Sherry, I tried 3 times but could not bring up this file???


----------



## Lacie's Mom (Oct 11, 2006)

Sherry -- I'm also getting an error that the file is not found.


----------



## Furbabies mom (Jul 25, 2011)

Same here!


----------



## Patsy Heck (Jun 10, 2011)

Mee too


----------



## carley (Nov 8, 2008)

https://www.smashwords.com/books/view/129802

Hi all, thanks for tyring, that is the correct link, I used the insert feature, try that or maybe copy/paste the link?
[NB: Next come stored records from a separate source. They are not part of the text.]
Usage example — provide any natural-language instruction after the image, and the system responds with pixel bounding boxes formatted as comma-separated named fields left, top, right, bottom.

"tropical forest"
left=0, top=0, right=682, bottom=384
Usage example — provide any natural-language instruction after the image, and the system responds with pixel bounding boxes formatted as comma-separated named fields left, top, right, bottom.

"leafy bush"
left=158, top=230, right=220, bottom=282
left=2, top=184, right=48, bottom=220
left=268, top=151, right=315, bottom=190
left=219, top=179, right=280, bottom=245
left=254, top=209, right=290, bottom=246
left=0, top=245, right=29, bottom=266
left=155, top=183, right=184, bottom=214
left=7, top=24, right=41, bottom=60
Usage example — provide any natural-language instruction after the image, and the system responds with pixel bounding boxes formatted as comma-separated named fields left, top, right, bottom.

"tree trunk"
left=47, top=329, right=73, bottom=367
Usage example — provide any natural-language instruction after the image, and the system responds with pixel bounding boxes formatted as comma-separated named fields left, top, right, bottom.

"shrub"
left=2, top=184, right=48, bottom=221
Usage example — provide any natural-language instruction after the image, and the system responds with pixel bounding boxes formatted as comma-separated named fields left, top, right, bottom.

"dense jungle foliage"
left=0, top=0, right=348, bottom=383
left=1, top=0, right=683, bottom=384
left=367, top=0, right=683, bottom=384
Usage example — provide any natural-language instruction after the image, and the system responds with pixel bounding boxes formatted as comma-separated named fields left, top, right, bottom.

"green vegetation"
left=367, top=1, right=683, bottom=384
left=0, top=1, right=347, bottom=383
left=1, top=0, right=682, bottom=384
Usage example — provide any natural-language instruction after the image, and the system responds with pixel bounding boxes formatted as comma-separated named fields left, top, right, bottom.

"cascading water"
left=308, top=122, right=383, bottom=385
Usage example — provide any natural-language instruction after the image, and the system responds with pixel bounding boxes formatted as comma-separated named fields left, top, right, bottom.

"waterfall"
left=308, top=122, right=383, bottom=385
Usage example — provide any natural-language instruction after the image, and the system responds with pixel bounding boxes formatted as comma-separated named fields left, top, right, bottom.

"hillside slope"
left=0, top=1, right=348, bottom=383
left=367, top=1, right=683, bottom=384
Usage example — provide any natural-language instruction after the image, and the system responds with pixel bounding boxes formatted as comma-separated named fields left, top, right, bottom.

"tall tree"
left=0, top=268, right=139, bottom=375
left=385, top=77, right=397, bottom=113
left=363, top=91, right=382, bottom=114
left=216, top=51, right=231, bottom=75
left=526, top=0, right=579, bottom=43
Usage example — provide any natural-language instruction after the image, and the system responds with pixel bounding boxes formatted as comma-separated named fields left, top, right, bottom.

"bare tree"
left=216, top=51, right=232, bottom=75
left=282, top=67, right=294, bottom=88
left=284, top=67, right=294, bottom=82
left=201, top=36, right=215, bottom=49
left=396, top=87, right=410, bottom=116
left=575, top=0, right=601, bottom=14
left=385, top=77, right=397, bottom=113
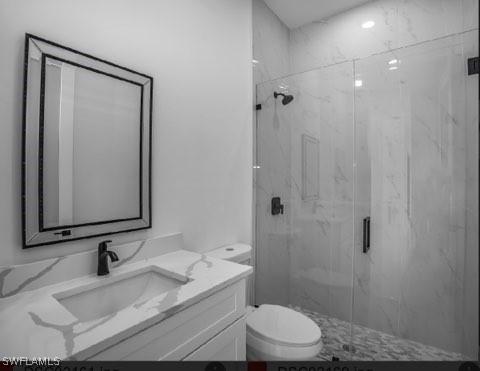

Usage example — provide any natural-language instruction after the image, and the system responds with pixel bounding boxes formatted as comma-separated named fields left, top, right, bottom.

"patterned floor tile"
left=291, top=306, right=468, bottom=361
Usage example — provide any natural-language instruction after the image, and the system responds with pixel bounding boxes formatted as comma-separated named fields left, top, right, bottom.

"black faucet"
left=97, top=240, right=119, bottom=276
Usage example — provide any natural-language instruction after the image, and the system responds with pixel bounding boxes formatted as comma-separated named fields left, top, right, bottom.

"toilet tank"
left=206, top=244, right=253, bottom=304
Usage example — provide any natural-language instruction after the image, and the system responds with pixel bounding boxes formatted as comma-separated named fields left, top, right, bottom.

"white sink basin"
left=53, top=266, right=190, bottom=322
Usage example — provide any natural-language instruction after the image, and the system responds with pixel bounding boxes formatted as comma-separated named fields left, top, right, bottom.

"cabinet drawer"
left=183, top=317, right=246, bottom=361
left=90, top=279, right=246, bottom=360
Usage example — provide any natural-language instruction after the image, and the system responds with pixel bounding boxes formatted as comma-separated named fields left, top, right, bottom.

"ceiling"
left=263, top=0, right=372, bottom=29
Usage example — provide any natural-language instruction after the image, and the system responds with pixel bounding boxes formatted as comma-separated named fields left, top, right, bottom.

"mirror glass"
left=23, top=34, right=152, bottom=248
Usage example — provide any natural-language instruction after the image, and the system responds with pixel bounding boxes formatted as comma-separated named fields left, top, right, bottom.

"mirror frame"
left=22, top=34, right=153, bottom=248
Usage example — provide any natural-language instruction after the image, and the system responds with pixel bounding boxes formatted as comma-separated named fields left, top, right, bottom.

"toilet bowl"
left=246, top=304, right=322, bottom=360
left=206, top=245, right=323, bottom=361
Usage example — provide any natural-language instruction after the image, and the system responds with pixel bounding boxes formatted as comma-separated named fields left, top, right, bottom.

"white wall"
left=0, top=0, right=253, bottom=266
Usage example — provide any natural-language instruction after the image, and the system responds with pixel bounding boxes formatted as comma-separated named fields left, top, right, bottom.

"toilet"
left=206, top=245, right=323, bottom=360
left=246, top=304, right=322, bottom=360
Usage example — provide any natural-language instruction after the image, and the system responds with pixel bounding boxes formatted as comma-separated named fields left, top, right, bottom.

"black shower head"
left=274, top=91, right=294, bottom=105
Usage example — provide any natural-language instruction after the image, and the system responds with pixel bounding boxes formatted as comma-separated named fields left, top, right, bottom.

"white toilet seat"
left=246, top=304, right=323, bottom=360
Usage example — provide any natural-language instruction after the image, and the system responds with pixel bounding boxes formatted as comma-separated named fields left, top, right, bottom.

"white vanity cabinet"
left=88, top=279, right=246, bottom=361
left=183, top=317, right=245, bottom=360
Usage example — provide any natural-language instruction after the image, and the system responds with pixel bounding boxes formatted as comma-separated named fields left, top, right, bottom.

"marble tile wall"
left=254, top=0, right=478, bottom=360
left=289, top=0, right=479, bottom=74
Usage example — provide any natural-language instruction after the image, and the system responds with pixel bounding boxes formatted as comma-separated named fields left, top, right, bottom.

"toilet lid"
left=246, top=305, right=322, bottom=347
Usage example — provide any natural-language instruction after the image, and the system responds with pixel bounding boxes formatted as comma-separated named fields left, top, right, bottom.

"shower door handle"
left=363, top=217, right=371, bottom=253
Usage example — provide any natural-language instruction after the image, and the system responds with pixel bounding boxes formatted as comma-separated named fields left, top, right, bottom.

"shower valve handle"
left=271, top=197, right=284, bottom=216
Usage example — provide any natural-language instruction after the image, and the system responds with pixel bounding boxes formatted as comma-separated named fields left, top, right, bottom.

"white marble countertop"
left=0, top=249, right=252, bottom=360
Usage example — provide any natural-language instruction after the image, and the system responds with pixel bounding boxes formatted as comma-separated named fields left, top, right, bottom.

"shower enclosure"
left=254, top=30, right=478, bottom=360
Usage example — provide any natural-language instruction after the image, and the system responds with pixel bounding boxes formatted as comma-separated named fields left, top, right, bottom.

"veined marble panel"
left=289, top=0, right=478, bottom=74
left=0, top=248, right=251, bottom=359
left=0, top=233, right=183, bottom=299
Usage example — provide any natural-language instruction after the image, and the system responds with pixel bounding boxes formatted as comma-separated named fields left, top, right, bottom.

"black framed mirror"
left=22, top=34, right=153, bottom=248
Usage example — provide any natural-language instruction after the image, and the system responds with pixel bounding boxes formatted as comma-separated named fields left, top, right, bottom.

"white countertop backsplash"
left=0, top=234, right=252, bottom=359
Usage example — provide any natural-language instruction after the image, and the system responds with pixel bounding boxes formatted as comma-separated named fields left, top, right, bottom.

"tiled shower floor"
left=292, top=306, right=467, bottom=361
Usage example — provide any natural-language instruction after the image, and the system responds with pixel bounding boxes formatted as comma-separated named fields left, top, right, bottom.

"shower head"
left=274, top=92, right=294, bottom=105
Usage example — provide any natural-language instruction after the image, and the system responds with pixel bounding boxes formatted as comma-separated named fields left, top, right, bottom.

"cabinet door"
left=89, top=279, right=246, bottom=360
left=183, top=317, right=246, bottom=361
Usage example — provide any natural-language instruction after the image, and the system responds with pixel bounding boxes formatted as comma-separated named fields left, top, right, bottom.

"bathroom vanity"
left=90, top=278, right=246, bottom=360
left=0, top=234, right=251, bottom=360
left=9, top=33, right=253, bottom=361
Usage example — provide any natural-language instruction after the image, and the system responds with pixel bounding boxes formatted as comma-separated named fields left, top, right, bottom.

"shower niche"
left=22, top=34, right=153, bottom=248
left=301, top=134, right=319, bottom=201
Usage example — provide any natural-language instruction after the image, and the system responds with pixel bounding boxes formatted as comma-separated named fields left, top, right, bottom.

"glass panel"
left=352, top=30, right=478, bottom=360
left=23, top=35, right=152, bottom=248
left=43, top=57, right=142, bottom=228
left=255, top=61, right=355, bottom=360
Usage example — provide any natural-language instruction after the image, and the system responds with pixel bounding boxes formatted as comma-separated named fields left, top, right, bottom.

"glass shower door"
left=352, top=30, right=479, bottom=360
left=255, top=61, right=357, bottom=360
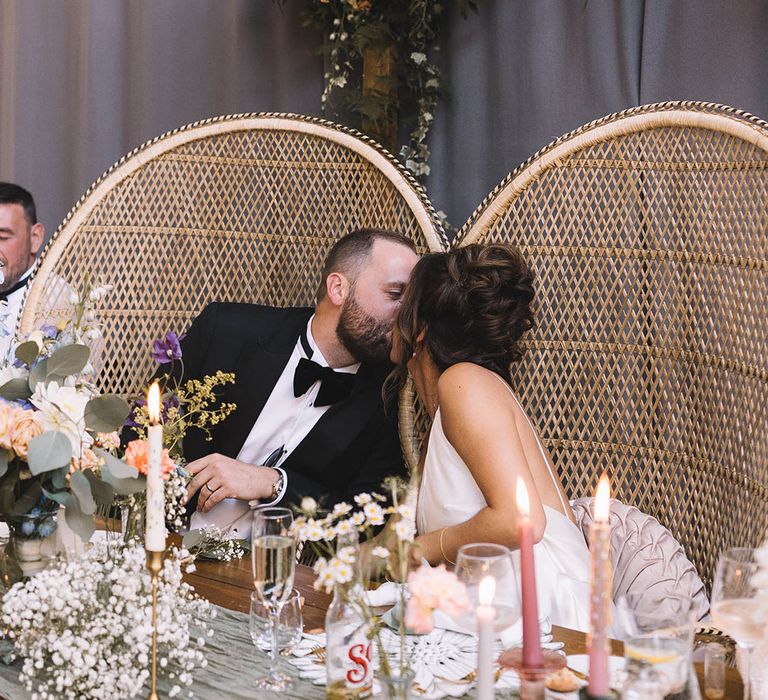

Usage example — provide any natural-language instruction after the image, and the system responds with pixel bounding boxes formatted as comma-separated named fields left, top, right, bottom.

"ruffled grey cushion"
left=571, top=497, right=710, bottom=622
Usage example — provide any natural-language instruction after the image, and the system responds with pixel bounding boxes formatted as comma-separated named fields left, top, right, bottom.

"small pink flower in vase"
left=405, top=564, right=470, bottom=634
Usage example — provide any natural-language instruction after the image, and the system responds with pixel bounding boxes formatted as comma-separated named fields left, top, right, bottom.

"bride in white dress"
left=388, top=243, right=592, bottom=632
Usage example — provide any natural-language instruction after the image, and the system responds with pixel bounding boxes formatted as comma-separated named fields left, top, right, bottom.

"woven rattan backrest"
left=402, top=102, right=768, bottom=587
left=20, top=113, right=447, bottom=398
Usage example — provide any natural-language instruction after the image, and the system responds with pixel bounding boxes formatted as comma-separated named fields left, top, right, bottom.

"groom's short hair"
left=317, top=228, right=415, bottom=300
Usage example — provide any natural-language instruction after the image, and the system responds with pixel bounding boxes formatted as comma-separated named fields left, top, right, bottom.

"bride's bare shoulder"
left=437, top=363, right=510, bottom=411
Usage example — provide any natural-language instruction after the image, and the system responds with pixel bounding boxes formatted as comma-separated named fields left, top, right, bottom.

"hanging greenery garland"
left=281, top=0, right=480, bottom=179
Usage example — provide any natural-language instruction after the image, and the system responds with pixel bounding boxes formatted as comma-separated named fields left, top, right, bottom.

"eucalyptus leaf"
left=70, top=472, right=96, bottom=515
left=61, top=493, right=96, bottom=542
left=42, top=488, right=69, bottom=505
left=95, top=448, right=138, bottom=480
left=0, top=451, right=8, bottom=479
left=97, top=449, right=144, bottom=495
left=103, top=472, right=146, bottom=496
left=182, top=529, right=202, bottom=550
left=29, top=360, right=48, bottom=391
left=85, top=395, right=131, bottom=433
left=27, top=431, right=72, bottom=475
left=0, top=464, right=19, bottom=515
left=0, top=378, right=32, bottom=402
left=83, top=470, right=114, bottom=507
left=10, top=481, right=43, bottom=516
left=46, top=344, right=90, bottom=377
left=14, top=341, right=40, bottom=367
left=51, top=467, right=68, bottom=490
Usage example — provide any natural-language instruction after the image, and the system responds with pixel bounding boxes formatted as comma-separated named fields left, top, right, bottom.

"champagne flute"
left=251, top=507, right=295, bottom=690
left=710, top=547, right=761, bottom=700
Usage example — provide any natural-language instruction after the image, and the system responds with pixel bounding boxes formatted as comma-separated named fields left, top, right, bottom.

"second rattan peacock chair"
left=20, top=113, right=448, bottom=400
left=400, top=101, right=768, bottom=589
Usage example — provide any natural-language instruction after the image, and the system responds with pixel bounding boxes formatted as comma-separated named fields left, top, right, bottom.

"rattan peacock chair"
left=400, top=101, right=768, bottom=589
left=20, top=113, right=448, bottom=400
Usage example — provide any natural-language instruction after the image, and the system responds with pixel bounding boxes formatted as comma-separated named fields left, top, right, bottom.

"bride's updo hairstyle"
left=390, top=243, right=535, bottom=391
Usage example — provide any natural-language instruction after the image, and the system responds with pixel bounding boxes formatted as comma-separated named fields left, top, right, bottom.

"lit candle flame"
left=516, top=477, right=530, bottom=518
left=594, top=474, right=611, bottom=523
left=479, top=575, right=496, bottom=607
left=147, top=382, right=161, bottom=425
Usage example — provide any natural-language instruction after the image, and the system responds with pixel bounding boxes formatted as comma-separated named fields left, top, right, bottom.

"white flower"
left=334, top=519, right=354, bottom=537
left=354, top=493, right=372, bottom=506
left=332, top=502, right=352, bottom=517
left=372, top=546, right=390, bottom=559
left=0, top=364, right=25, bottom=387
left=363, top=502, right=385, bottom=527
left=394, top=520, right=416, bottom=542
left=304, top=520, right=325, bottom=542
left=300, top=497, right=318, bottom=515
left=336, top=546, right=356, bottom=565
left=411, top=52, right=427, bottom=65
left=68, top=291, right=79, bottom=305
left=351, top=512, right=366, bottom=527
left=331, top=561, right=353, bottom=585
left=27, top=330, right=45, bottom=350
left=31, top=381, right=93, bottom=452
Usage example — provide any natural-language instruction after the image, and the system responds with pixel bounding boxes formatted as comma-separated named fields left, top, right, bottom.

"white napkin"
left=367, top=581, right=560, bottom=650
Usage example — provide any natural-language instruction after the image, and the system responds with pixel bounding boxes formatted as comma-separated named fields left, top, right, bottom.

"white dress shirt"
left=0, top=267, right=34, bottom=360
left=190, top=315, right=359, bottom=537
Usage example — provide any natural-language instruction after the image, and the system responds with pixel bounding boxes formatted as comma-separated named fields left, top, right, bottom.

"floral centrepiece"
left=1, top=543, right=214, bottom=700
left=0, top=278, right=140, bottom=546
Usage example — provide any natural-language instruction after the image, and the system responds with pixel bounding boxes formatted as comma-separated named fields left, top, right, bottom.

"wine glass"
left=454, top=543, right=520, bottom=632
left=251, top=506, right=295, bottom=690
left=250, top=589, right=303, bottom=655
left=710, top=547, right=761, bottom=700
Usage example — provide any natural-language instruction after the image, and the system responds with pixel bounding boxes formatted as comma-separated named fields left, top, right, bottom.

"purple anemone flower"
left=151, top=331, right=183, bottom=364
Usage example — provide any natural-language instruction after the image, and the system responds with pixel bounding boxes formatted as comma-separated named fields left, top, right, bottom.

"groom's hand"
left=185, top=453, right=279, bottom=512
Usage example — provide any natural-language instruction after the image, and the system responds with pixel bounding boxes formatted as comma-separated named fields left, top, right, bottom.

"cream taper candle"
left=476, top=575, right=496, bottom=700
left=145, top=382, right=165, bottom=552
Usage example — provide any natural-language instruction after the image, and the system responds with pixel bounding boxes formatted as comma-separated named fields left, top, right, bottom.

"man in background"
left=0, top=183, right=46, bottom=358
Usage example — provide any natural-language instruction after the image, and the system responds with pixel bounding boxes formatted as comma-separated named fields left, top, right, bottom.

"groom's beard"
left=337, top=294, right=392, bottom=364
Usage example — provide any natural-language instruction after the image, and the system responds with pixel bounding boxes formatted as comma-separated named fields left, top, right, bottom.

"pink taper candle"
left=516, top=478, right=544, bottom=669
left=587, top=475, right=612, bottom=697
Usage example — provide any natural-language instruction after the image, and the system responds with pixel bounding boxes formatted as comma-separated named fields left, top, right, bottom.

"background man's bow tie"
left=293, top=357, right=355, bottom=406
left=0, top=276, right=29, bottom=303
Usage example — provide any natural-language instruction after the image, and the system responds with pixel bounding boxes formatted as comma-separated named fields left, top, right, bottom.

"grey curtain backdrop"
left=1, top=0, right=768, bottom=237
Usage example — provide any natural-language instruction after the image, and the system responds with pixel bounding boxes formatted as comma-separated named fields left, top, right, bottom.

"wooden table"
left=185, top=554, right=744, bottom=698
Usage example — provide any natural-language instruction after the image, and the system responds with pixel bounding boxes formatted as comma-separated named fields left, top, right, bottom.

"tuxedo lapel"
left=218, top=309, right=313, bottom=457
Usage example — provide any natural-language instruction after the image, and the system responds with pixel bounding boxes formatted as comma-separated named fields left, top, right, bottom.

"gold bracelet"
left=439, top=527, right=455, bottom=565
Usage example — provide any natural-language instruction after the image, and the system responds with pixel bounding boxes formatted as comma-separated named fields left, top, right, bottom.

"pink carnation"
left=405, top=564, right=470, bottom=634
left=124, top=439, right=175, bottom=478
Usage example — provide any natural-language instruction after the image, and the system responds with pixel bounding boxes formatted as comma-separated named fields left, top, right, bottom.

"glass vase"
left=6, top=508, right=58, bottom=580
left=378, top=667, right=415, bottom=700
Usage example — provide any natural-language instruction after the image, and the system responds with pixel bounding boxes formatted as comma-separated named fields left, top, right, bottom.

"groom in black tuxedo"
left=181, top=229, right=418, bottom=534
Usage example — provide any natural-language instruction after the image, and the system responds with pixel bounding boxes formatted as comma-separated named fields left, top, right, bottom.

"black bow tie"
left=293, top=325, right=356, bottom=406
left=0, top=276, right=29, bottom=302
left=293, top=357, right=356, bottom=406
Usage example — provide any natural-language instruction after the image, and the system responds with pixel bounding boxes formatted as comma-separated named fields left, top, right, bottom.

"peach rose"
left=0, top=402, right=14, bottom=451
left=124, top=439, right=175, bottom=478
left=70, top=448, right=101, bottom=472
left=10, top=409, right=44, bottom=460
Gypsy is one lucky little girl to have such a great mama!!!


----------



## Gypsy's mom (Mar 10, 2011)

Debi to the rescue! Thanks so much for staying on top of this situation. It's a computer thing..? hopefully this solves the problem for folks - it worked for me, but then the link I posted here also worked for me when I tested it. 
As an alternative - simply type Smashwords in the browser then the book can be found in "Children's Books" - best sellers - $2.99 and under - short - 
I wonder if I need to keep posting this notice to keep it on the 'front page' here?
thanks to all!
xo Gypsy's mom!


----------



## Lacie's Mom (Oct 11, 2006)

Sherry -- I can sticky it if you want.


----------



## Gypsy's mom (Mar 10, 2011)

*sticky it?*

lol.... if that's a good thing, please do so! :HistericalSmiley:

is there a way to keep this notice really visible?

thanks!
sherry


----------



## gopotsgo (May 21, 2009)

Beautiful girl. Wonderful mommy. I love happy endings.


----------